I would design SphereDimensions to be immutable, since references to the same object will be reused in several places. So taking measures against unexpected side-effects can become crucial.

For the ease-of-use, all three classes might derive from a common interface Sphere (with public methods getRadius and getCenter, and no setters!), but that is merely "syntactic sugar", so one can replace

   mySolidSphere->getSphereDimensions()->getRadius()

by a shorter call

  mySolidSphere->getRadius()

or change methods which originally take a SphereDimensions object as input into ones which take a Sphere as input. This way, they can directly process a mySolidSphere object, instead of requiring mySolidSphere->getSphereDimensions().

The latter has also a name, it has the structure of the classic Proxy design pattern.

OTHER TIPS

Clarity

The shapes are all Euclidean primitive shapes.

There are three interpretations though:

  • Geometric interpretation
  • Voxel interpretation
  • Filtered Point cloud interpretation

Geometric interpretation is as defined by Euclid, with a Sphere being defined by a point and Radius.

Voxel Interpretation is determined by identifying how much of the voxel is within the Geometric solid, and applying some set of rules to determine how it is filled.

Filtered point cloud is determined by applying a set of rules to the geometric surface of the Euclidean solid, to generate a sub-sample of surface points.


Data-Structures and Interpreters

Step away from thinking of each shape as a self-contained object. Think of the shapes as a description, quiet possible as one part of a larger scene description. This description is the Data-Structure.

What you want though are two different data-structures:

  • A Voxel Set
  • A Floating-Point, Point Cloud obeying certain spacing rules

To translate the former shape model into the later voxel, or point cloud models apply an interpreter. It knows enough to apply the visitor pattern, or analyse the shape model via a query interface.
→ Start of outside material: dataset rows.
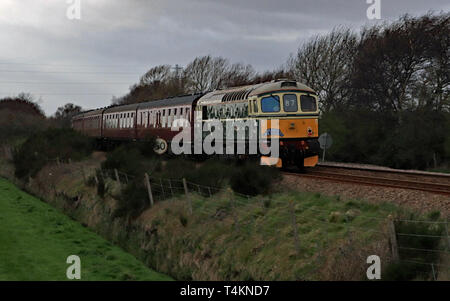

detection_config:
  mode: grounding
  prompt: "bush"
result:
[13,129,93,179]
[383,212,445,281]
[230,162,280,195]
[113,179,149,217]
[102,142,160,177]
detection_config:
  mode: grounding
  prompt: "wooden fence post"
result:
[167,179,173,197]
[389,215,399,261]
[114,168,122,188]
[228,188,240,232]
[145,173,154,207]
[81,166,86,185]
[183,178,192,214]
[445,220,450,251]
[94,172,99,185]
[289,200,300,255]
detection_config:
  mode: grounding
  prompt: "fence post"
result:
[445,220,450,251]
[167,179,173,197]
[159,178,166,199]
[145,173,154,207]
[114,168,122,188]
[389,215,399,261]
[183,178,192,214]
[289,200,300,255]
[228,188,240,232]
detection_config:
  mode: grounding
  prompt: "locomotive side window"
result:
[300,95,317,112]
[283,94,298,112]
[261,95,280,113]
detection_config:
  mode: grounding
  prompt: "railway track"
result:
[285,166,450,195]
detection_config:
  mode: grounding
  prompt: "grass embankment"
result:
[135,192,398,280]
[0,178,170,280]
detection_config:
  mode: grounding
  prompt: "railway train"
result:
[72,79,319,168]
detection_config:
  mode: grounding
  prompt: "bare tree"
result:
[352,14,450,116]
[184,55,237,92]
[139,65,172,86]
[287,28,357,111]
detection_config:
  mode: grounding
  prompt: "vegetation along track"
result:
[284,165,450,196]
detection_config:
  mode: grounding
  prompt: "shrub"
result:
[383,212,445,280]
[230,162,280,195]
[13,129,93,179]
[113,178,148,217]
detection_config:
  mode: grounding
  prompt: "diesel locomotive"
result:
[72,79,319,168]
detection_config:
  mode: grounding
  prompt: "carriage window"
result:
[261,95,280,113]
[300,95,317,112]
[283,94,298,112]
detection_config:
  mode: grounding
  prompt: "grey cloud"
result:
[0,0,449,114]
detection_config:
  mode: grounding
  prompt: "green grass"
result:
[0,179,171,281]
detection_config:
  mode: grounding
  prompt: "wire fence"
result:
[36,158,450,280]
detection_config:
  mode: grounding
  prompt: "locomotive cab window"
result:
[300,95,317,112]
[283,94,298,112]
[261,95,280,113]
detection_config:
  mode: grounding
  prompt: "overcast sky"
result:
[0,0,450,115]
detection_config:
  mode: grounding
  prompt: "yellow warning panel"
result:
[260,156,283,168]
[303,156,319,167]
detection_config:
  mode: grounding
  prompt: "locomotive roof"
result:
[105,94,203,114]
[139,93,204,109]
[199,80,315,104]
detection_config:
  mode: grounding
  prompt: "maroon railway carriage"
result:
[72,94,203,146]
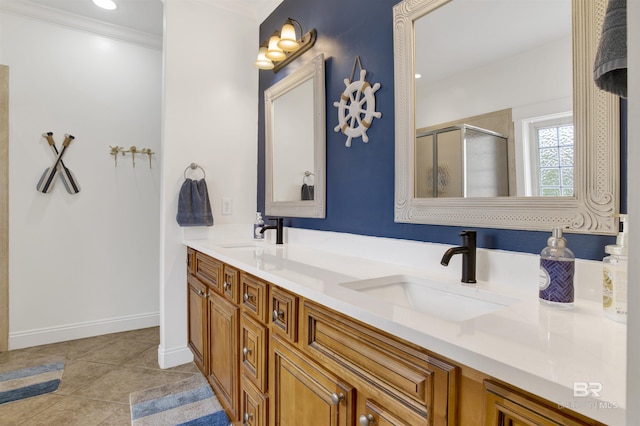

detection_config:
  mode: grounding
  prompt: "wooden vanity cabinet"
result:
[301,300,458,425]
[484,380,604,426]
[187,249,603,426]
[207,289,240,419]
[193,252,223,294]
[187,274,209,371]
[269,334,355,426]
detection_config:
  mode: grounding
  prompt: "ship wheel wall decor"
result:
[333,57,382,147]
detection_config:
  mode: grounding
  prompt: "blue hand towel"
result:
[593,0,627,98]
[176,179,213,226]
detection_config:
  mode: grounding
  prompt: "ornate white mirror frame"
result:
[264,54,326,218]
[393,0,620,235]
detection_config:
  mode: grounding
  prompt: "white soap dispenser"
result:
[253,212,264,240]
[602,214,629,323]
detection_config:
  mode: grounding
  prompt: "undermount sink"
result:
[340,275,520,321]
[220,241,266,248]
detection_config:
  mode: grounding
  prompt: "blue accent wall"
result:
[256,0,626,260]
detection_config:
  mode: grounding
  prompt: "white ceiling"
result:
[22,0,282,36]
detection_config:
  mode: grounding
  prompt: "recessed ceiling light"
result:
[93,0,118,10]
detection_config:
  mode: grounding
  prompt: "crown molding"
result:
[0,0,162,50]
[196,0,282,23]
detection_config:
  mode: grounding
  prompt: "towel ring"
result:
[183,163,207,179]
[302,170,316,185]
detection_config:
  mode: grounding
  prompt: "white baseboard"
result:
[158,346,193,369]
[9,312,160,350]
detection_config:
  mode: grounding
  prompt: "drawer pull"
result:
[358,414,376,426]
[331,392,344,405]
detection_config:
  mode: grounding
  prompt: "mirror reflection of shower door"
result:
[464,127,509,197]
[415,125,509,198]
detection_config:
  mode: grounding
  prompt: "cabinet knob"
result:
[331,392,344,405]
[273,309,284,321]
[358,414,376,426]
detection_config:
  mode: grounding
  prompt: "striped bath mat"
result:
[0,356,65,404]
[129,374,231,426]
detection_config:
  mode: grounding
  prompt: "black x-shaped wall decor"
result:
[36,132,80,194]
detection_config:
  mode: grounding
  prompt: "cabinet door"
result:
[269,335,355,426]
[208,290,240,420]
[240,312,268,392]
[240,376,269,426]
[356,399,412,426]
[187,275,207,371]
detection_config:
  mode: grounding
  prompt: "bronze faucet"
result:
[440,231,476,284]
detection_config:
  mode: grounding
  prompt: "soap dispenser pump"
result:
[538,228,575,308]
[602,214,629,323]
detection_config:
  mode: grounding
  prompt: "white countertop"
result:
[184,226,626,425]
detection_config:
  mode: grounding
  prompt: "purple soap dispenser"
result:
[538,228,575,308]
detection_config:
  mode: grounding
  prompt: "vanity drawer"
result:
[302,301,457,424]
[240,312,268,392]
[195,252,222,293]
[270,286,298,343]
[240,272,269,324]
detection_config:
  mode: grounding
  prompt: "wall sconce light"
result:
[253,18,317,72]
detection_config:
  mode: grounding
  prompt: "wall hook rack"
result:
[109,145,155,168]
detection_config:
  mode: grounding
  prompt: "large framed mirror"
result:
[264,54,326,218]
[394,0,620,235]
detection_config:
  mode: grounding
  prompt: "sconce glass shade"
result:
[278,20,300,52]
[265,34,287,61]
[253,46,273,70]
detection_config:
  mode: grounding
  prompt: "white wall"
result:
[158,0,258,368]
[416,37,573,128]
[627,1,640,425]
[0,11,162,349]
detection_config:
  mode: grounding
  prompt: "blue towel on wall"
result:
[176,179,213,226]
[593,0,627,98]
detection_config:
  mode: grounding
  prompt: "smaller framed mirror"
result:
[264,54,326,218]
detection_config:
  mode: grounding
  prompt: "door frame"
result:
[0,65,9,352]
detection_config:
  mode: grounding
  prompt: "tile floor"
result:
[0,327,200,426]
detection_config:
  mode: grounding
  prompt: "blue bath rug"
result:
[129,374,231,426]
[0,356,64,404]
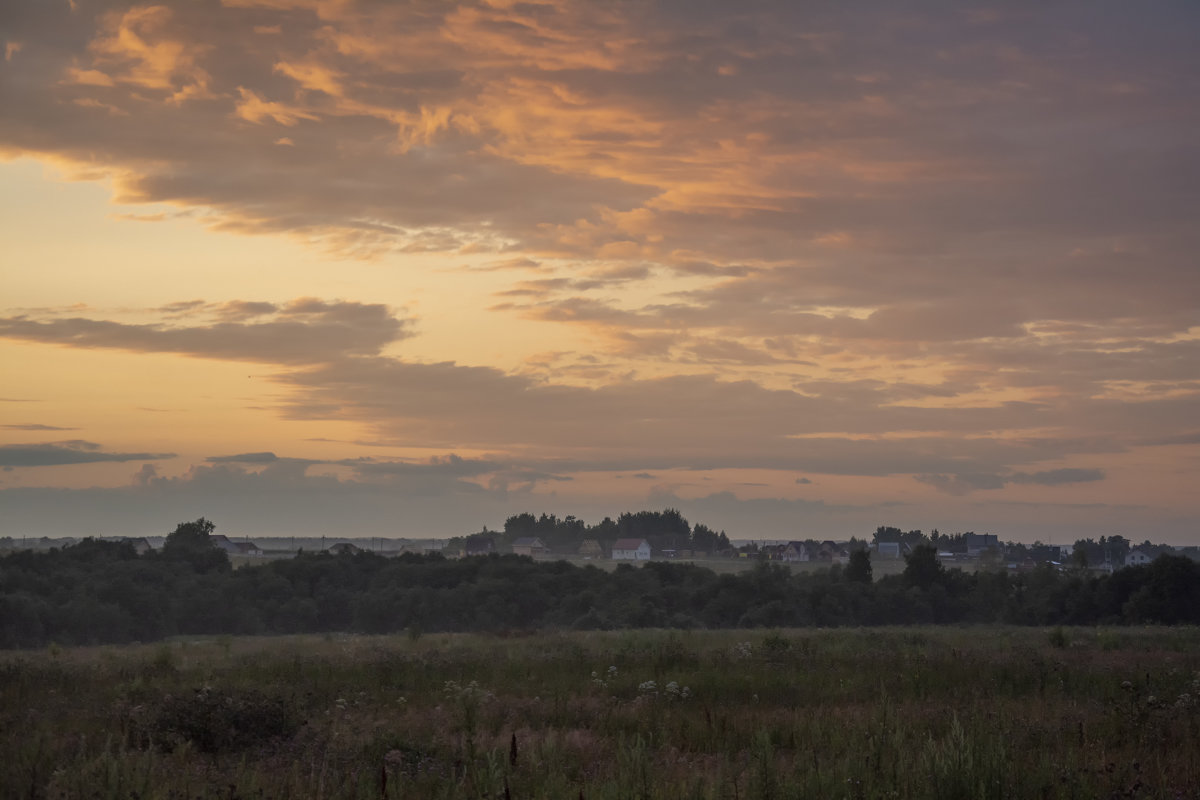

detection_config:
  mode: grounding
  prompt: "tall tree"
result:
[844,548,871,583]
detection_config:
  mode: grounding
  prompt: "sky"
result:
[0,0,1200,543]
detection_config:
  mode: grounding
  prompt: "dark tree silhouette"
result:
[904,545,946,590]
[842,549,872,583]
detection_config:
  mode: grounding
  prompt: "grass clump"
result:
[0,627,1200,800]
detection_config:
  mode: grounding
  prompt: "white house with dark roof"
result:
[512,536,550,555]
[1126,547,1154,566]
[612,539,650,561]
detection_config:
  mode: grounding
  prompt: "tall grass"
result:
[0,627,1200,800]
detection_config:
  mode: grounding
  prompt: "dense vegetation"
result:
[0,519,1200,648]
[449,509,731,553]
[0,627,1200,800]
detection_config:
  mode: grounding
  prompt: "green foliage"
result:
[844,548,871,583]
[138,686,300,753]
[7,628,1200,800]
[0,525,1200,648]
[904,545,946,591]
[162,517,229,572]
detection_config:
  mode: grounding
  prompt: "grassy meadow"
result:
[0,627,1200,800]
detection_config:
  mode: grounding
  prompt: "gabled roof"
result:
[612,539,650,551]
[512,536,546,547]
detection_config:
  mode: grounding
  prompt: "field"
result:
[0,627,1200,800]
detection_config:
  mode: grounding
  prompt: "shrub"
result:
[149,686,300,753]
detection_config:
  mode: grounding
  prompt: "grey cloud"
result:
[0,440,175,467]
[1007,469,1105,486]
[204,452,280,464]
[916,468,1105,494]
[0,422,78,431]
[0,299,407,363]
From this the interpreter is responsible for constructing the voxel model or the point cloud using the implementation the suits it best.

Shared functionality can be pulled out into collaborating classes capable of interpreting some aspect of the shape model to answer some question.

For Example a voxel is a volume, a point is an infinitely small volume. You could create a collaborator that can interpret shapes in the model to determine if a volume is contained by the shape.


Domain Object

Specify the Shape interface

interface Shape
{
   bool contains(Point);
   bool contains(Voxel);

   Enumerable<Point> Points();
   Enumerable<Voxels> Voxels();

   //might I also recommend this to coerce a given point to the closest point on the shapes surface using some definition of closest.
   Point SnapToSurface(Point);

   //To return a box that this shape just fits in. You could also do spheres.
   AxisAlignedBoundingBox Bounds();
}

And define each shape to implement these operations efficiently. Afterall this is what it means to be a Shape.


Decorators

Old Answer, interpret this as refining the behaviour of the voxelisation, or point cloud.

A Shape is nothing more than a list of points that lie within it.

interface Shape
{
    Enumerable Points { get; }

    bool Contains(Point);
}

Implement it for any given shape you care for. Provide efficient of inefficient implementations for testing membership, or generating a set of members. But it always says if its in the shape or not.

A Point Cloud as you put it isn't anything special. Its a filter for selecting some subset of those points. So it implements the same interface, and somehow selects a subset of those points to be members.

class EveryOtherPoint implements Shape
{
   private Shape _shape;

   public EveryOtherPoint(Shape shape) { _shape = shape; }

   public Enumerable Points { get { return SubSample(_shape); } }

   private Enumerable SubSample(Enumerable points)
   {
       //algorithm for filtering.
   }

   public bool Contains(Point p) { return Points.Contains(p); }
}

Need a different Shape, just implement it with the variables that make sense to it. Provide the testing and generating members to go with it.

Need a different distribution? Apply a different decorating filter, or even overlay them.